Vide il bel viso del capitano sfigurato dal dolore alla scoperta della scomparsa di madame Sheldon. Il sorriso che le veniva cancellato dalle labbra.
Un altro sorriso.
Si avvicinò al materasso e prese gli abiti nuovi facendosi scivolare la seta tra le mani, più raffinata di quella degli abiti di madame Amélie. Quella notte li avrebbe indossati lei. Avrebbe fatto il bagno, si sarebbe oliata i capelli e avrebbe fatto credere a tutti di essere felice di stare lì.
Poi però sarebbe fuggita. Era colma di disgusto per la sua vigliaccheria, per non aver chiamato madame Cartier. Si augurò che non fosse troppo tardi per aiutare madame Sheldon. Non sapeva come avrebbe fatto, ma un modo lo avrebbe trovato. Non aveva niente da perdere. E aveva lasciato accadere troppe cose crudeli.
Era giunto il momento di farsi perdonare.
Nonostante l’area riservata alle donne fosse lussuosa, piena di cuscini ricamati, specchi e lampade dorate, c’era solo una porta che dava sull’esterno. Nailah provò a forzare la maniglia, ma scoprì che era chiusa a chiave.
Imprecò, scrutando le donne vicine per assicurarsi che non avessero notato il suo tentativo di fuggire. Sembravano indifferenti, assorte nelle loro chiacchiere accompagnate da un gesticolare nervoso. Uccelli dal piumaggio splendente intrappolati in una gabbia dorata.
«È quasi ora di andare a letto», disse una di loro con una risatina leziosa.
Nailah sentì contorcersi lo stomaco. Era disgustata, ma anche curiosa, e se ne vergognava. Era come se quelle donne bramassero le attenzioni di Shahid – Nailah percepiva la sua presenza ovunque. Invisibile e silenzioso, eppure percepibile con nettezza in quell’atmosfera di attesa che si faceva più soffocante minuto dopo minuto. Immaginò un uomo elegante, di circa quarant’anni, forte e sicuro di sé, con quella punta di durezza che lo aveva reso capace di ribellarsi e sopravvivere. Come ci si doveva sentire a farsi accudire da un uomo così?
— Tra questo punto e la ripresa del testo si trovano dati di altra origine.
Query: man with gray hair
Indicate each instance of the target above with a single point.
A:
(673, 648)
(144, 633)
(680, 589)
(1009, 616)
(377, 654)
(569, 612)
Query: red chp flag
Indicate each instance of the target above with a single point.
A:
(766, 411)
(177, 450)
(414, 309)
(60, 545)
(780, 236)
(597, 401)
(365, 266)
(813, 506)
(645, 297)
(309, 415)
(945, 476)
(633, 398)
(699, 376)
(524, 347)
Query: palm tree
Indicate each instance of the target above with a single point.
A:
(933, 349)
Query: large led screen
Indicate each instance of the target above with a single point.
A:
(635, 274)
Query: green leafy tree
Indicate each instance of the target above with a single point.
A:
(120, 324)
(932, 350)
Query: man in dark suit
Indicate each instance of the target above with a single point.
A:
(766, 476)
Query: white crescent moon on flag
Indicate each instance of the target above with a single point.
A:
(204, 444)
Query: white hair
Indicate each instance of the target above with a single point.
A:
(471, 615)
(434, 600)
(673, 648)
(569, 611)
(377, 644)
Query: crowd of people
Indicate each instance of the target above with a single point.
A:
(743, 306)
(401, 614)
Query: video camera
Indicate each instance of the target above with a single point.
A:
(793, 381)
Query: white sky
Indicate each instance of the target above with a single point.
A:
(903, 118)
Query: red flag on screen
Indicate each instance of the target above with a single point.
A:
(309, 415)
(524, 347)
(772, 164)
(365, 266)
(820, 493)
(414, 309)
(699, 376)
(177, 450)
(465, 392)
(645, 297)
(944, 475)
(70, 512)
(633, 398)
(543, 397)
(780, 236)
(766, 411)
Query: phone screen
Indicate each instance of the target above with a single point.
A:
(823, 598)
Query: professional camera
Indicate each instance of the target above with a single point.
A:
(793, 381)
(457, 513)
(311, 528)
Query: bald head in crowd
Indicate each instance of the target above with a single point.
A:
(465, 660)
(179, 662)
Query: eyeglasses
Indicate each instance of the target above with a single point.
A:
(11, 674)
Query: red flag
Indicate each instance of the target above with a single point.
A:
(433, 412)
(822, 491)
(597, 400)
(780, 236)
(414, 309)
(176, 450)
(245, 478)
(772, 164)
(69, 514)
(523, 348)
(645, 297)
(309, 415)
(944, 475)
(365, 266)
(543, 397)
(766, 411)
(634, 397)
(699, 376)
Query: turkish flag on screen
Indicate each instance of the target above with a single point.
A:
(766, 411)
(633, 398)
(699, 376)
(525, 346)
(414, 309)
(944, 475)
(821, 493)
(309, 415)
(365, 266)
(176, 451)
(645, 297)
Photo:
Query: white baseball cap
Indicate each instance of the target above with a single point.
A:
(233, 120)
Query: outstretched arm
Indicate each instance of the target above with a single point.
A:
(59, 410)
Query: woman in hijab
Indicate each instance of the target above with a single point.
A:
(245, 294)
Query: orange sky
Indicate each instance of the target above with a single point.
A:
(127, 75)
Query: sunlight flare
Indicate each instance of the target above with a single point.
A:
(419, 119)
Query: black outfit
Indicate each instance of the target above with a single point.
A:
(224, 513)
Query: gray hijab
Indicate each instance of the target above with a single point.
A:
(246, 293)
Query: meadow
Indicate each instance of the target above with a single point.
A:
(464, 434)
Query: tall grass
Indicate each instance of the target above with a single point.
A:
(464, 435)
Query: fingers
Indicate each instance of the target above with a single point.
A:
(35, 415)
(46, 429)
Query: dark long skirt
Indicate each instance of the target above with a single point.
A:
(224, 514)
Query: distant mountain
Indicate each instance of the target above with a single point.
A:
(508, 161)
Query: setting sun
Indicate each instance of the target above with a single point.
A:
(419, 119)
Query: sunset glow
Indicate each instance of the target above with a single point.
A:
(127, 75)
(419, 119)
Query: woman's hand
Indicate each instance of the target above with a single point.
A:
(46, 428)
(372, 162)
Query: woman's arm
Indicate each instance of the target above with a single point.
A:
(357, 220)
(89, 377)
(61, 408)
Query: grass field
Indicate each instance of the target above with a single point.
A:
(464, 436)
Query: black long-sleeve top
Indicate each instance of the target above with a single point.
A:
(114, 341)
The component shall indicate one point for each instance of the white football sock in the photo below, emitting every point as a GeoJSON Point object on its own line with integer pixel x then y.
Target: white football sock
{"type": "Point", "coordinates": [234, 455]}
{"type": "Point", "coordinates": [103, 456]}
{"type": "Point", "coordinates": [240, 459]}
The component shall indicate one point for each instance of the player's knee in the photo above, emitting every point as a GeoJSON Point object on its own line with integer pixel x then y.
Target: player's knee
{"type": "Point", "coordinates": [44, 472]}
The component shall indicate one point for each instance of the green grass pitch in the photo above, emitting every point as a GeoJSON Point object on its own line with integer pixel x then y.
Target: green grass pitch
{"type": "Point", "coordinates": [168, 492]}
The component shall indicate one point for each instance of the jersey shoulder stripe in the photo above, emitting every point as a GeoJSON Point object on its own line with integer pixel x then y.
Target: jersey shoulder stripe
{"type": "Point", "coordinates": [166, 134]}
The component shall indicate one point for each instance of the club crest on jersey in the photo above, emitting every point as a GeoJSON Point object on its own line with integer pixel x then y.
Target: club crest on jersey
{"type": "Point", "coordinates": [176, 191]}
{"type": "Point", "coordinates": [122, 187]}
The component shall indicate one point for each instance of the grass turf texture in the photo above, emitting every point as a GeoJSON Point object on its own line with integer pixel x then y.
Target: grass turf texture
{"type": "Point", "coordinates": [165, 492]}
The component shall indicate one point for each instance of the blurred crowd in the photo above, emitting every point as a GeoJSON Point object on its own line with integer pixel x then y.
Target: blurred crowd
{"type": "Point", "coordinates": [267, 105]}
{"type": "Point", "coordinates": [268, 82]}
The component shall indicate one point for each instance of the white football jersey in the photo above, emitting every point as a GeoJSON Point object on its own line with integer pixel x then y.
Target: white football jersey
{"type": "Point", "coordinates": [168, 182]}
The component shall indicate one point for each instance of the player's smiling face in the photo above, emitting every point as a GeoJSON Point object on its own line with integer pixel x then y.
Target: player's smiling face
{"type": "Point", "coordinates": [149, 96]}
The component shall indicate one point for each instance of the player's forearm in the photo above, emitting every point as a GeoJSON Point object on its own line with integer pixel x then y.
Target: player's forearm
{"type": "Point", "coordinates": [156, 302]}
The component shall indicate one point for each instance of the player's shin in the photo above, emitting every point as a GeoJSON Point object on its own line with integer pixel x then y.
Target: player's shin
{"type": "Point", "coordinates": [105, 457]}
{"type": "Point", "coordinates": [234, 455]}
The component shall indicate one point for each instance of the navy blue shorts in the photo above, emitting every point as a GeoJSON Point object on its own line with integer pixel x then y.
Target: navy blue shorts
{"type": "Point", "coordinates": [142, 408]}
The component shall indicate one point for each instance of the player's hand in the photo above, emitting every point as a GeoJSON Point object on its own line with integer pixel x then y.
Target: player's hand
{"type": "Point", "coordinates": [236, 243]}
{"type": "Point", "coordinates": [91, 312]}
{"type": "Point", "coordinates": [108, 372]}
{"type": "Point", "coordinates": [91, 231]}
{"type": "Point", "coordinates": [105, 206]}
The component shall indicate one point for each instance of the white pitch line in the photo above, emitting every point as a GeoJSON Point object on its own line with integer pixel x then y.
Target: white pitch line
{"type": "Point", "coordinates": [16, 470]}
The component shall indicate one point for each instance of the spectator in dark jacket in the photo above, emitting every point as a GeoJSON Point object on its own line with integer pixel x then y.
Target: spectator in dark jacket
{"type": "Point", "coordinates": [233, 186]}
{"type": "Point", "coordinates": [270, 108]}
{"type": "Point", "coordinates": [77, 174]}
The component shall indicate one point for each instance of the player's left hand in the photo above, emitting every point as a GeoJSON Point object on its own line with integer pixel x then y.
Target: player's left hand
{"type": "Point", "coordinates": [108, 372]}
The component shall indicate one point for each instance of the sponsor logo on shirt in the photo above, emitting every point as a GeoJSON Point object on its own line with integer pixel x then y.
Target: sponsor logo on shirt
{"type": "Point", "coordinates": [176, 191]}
Ad affidarsi a lui, così sicuro, irreprensibile e devoto alle sue dee?
Per scacciare la tentazione Nailah scosse la testa così forte che una coppia di donne la guardò in modo strano, bisbigliando qualcosa e ridendo.
Le ignorò. Si guardò intorno per trovare un’altra porta, un modo per fuggire. Pensò all’immensità del deserto, all’interminabile sentiero che il cammello di Jahi aveva percorso per portarla là. Anche se fosse uscita dall’edificio, sarebbe morta prima di raggiungere la città.
La stessa sorte che doveva essere toccata a madame Gray.
Tornò in camera e si avvicinò alla finestra, le tende di mussola bianca ondeggiavano al vento. Guardò giù, verso il giardino: era troppo alto per un balzo, ma le persiane della camera di sotto erano aperte e forse, con un po’ di attenzione, avrebbe potuto usarle come punto d’appoggio prima di saltare.
Allontanò dalla mente l’idea del deserto. Ci avrebbe pensato una volta là, se mai ci fosse arrivata. Salì sul davanzale e si sporse. Il ventò le gonfiò i pantaloni di seta. Si voltò, si calò.